My co-instructor managed to get a good picture!

30 Ekim 2015 Cuma

Thermo Fisher Cloud. The next step in your processing pipeline?



Alright, so...now I have big list of proteins....what do I do now? What a great question. There are lots of things. If you own an institutional license for an expensive pathway software, you could try that. You could go to KEGG. If you're one of those highly employable people who know R really well, there are ton of cool scripts and on and on.

One thing you might want to check out is the Thermo Fisher Cloud. Why?
Cause it looks pretty cool. And its free. And you get 10GB of free data storage on the Cloud just for registering and checking it out. Oh, and there are these tools I've never seen outside of papers on R scripts like Pathway Over Representation and Pairwise Significants that are super easy to use in this format. And if we generate interest in this then more tools will be added and faster. The bioinformatician behind the scenes in this project has some great insight into what this field needs and I think we'll continue to see more cool things added to this interface all the time.

You can register to use this resource here.

28 Ekim 2015 Çarşamba

I'm gonna see over 60 of you tomorrow?!?!


I just saw an update on the attendees for tomorrow's NIH PD workshop. 60+ people!  I'm super psyched. Sorry the blog has been slow lately. I started a new role recently for my day job and I've been putting all of my free time into new content for the workshop. There are people flying in from far away to attend!!!!?!?!  I don't want anyone to be disappointed.
Thank you PRIDE Repository and to you guys who put tons of cool experiments in there!

And to everyone who can't make it, I can't make promises yet, but I think at least some of the material should be accessible to you later. I'm working on it!
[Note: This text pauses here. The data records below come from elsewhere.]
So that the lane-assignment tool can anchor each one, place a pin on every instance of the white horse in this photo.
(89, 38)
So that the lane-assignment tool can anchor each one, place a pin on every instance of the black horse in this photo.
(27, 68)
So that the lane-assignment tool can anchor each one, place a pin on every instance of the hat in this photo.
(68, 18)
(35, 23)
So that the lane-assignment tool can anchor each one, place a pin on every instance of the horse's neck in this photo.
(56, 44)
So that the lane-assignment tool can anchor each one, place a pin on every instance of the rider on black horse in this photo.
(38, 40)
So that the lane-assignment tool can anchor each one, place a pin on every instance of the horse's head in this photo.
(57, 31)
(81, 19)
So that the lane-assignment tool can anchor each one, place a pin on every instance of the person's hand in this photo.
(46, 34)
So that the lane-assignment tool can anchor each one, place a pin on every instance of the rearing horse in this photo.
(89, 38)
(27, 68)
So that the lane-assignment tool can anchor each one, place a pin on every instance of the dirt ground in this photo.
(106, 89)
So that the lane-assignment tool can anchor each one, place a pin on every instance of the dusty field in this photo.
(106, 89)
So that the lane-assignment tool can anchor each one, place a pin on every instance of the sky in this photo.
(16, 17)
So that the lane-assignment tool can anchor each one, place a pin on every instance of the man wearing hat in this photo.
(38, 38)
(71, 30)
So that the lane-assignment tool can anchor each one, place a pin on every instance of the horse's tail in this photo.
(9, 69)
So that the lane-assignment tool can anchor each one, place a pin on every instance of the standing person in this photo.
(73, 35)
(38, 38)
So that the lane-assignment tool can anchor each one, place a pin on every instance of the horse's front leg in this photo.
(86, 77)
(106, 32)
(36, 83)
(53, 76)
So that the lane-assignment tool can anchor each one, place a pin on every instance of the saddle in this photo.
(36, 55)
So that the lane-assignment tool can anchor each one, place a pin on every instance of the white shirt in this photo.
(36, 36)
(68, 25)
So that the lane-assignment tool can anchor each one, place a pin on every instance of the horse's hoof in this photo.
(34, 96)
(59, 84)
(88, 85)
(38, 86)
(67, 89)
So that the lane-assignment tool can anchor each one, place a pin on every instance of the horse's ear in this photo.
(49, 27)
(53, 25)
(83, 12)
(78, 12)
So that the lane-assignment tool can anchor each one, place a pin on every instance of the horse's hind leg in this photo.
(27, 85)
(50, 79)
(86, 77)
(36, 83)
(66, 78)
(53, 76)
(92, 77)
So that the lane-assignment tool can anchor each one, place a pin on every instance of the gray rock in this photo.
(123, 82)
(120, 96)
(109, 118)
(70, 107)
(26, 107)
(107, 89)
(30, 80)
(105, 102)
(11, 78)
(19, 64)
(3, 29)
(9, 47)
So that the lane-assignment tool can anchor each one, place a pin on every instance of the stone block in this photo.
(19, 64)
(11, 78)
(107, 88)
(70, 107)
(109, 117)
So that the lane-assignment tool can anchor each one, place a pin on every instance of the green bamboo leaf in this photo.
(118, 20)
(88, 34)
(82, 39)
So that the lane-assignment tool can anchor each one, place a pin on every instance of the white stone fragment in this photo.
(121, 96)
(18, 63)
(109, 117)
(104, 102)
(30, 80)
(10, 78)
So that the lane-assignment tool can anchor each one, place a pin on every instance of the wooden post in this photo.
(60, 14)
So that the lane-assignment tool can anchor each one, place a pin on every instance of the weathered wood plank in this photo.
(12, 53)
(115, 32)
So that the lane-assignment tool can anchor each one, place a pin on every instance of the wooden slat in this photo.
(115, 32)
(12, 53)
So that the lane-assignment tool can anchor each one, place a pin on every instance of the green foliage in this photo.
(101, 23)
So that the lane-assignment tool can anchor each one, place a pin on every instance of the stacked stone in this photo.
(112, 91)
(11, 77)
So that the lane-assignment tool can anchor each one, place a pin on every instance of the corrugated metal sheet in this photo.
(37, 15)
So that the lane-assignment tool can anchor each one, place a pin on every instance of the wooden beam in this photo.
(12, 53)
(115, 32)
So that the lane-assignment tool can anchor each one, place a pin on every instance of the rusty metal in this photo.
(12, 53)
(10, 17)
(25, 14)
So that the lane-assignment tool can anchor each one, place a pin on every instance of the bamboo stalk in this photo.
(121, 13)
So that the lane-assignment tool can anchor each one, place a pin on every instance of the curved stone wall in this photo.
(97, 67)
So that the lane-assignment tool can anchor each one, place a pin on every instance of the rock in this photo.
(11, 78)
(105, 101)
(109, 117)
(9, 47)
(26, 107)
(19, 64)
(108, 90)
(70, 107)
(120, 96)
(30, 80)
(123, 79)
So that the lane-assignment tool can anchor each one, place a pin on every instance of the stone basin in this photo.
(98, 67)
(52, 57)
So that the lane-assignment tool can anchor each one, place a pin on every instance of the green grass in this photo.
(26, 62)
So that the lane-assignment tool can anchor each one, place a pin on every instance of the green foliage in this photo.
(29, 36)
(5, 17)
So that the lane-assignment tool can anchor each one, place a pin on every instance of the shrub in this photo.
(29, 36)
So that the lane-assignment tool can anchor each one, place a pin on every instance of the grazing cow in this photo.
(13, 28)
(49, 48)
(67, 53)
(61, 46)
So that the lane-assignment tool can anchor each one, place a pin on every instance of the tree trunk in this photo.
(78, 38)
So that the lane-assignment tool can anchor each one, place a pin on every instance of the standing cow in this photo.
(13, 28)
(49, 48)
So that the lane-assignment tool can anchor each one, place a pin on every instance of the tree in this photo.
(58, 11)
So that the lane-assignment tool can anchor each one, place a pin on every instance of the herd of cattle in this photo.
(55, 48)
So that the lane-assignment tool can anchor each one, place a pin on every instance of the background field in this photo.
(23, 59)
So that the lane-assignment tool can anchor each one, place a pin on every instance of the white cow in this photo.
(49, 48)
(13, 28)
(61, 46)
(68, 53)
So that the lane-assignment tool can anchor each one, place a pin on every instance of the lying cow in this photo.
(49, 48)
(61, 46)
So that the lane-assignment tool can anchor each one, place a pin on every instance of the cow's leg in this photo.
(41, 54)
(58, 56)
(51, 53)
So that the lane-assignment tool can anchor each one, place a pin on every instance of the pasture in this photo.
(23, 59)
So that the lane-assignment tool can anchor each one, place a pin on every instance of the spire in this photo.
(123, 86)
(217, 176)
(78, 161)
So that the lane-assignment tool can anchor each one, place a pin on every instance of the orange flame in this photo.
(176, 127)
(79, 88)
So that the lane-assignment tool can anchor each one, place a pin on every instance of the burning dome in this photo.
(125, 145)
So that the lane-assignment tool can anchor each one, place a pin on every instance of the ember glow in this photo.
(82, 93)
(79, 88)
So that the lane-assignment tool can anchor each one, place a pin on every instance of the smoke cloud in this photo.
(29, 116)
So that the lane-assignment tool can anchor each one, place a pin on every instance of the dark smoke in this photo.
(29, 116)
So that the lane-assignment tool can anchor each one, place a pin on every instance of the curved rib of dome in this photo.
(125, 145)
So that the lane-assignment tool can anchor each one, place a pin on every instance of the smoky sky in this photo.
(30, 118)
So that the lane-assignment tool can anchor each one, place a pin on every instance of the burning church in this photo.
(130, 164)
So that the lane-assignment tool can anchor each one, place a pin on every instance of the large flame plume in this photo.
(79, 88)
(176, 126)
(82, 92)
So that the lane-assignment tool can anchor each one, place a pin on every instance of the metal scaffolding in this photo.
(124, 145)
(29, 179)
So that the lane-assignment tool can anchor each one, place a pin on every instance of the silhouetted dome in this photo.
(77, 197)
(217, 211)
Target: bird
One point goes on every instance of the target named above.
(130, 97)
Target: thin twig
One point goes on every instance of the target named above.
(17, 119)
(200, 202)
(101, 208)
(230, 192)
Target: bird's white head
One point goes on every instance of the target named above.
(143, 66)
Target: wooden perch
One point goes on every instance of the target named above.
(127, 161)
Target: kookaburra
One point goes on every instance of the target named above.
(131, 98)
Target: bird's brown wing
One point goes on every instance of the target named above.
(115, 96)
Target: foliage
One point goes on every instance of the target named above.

Can not wait to get back to Maryland today!!!

EDIT: 10/29/15  So...I found out the hard way (after lugging a tripod and good camera into the NIH and through 3 security checkpoints..) that all video recording on NIH campuses is done by an organized and unionized group that considers any attempt to record on campus as a threat to their livelihood. However, for the price of a good used car, they will record a workshop for you.   We will have some slides to share, though!